The code you have in that function is valid and correct. It appends the anonymous object to the array meaning it has no outside reference object. contacts[2] is the only reference to that element.

This is in contrast to the earlier objects we created. They are not in the array, but referenced only. One of the hidden lessons here is the advantage that comes from building objects directly in the array. They cannot be accidentally modified of removed.

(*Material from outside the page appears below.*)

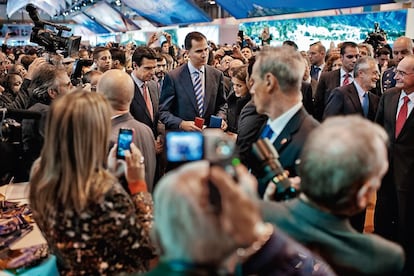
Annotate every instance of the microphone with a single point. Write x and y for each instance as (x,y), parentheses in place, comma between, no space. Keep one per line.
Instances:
(34,15)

If we change bob or mary directly, it impacts on the array references. If we remove one or both, they also disappear from the array, almost. The references will now raise a type error as they will now be undefined.


#3

I don't think I understood what you said, here's my code. From what you said I thought that you have to add the contacts inside the add function but it doesn't seem to be working.

var bob = {
firstName: "Bob",
lastName: "Jones",
phoneNumber: "(650) 777-7777",
email: "bob.jones@example.com"
};

var mary = {
firstName: "Mary",
lastName: "Johnson",
phoneNumber: "(650) 888-8888",
email: "mary.johnson@example.com"
};

function printPerson(person) {
console.log(person.firstName + " " + person.lastName);
}

function list() {
var contactsLength = contacts.length
for (var i = 0; i < contactsLength; i++) {
printPerson(contacts[i])
}
}

/*Create a search function
then call it passing "Jones"*/
function search (lastName) {
var contactsLength = contacts.length
for (var i = 0; i < contactsLength; i++) {
if (contacts[i].lastName === lastName) {
printPerson(contacts[i])
}
}
}

search("Jones")

var add = function(firstName, lastName, email, phoneNumber){
var newEntry = {
firstName: firstName,
lastName: lastName,
email: email,
phoneNumber: phoneNumber
}
contacts.push(newEntry)
var contacts = [bob, mary, add.list]
}

add ("Pat", "Tillman", "pat.tillman@example.com", "(123) 345- 5435")
list()


#4

bob and mary are object literals defined in global scope. We initialize the contacts array to include references to them. There are not copied into the array. That is why we may refer to bob or contacts[0], They are the same object.

The array should ony contain those literal references and nothing else. All new contacts will be written directly to the array, only. We do not add any more identifiers to the array. Anonymous objects don't have names.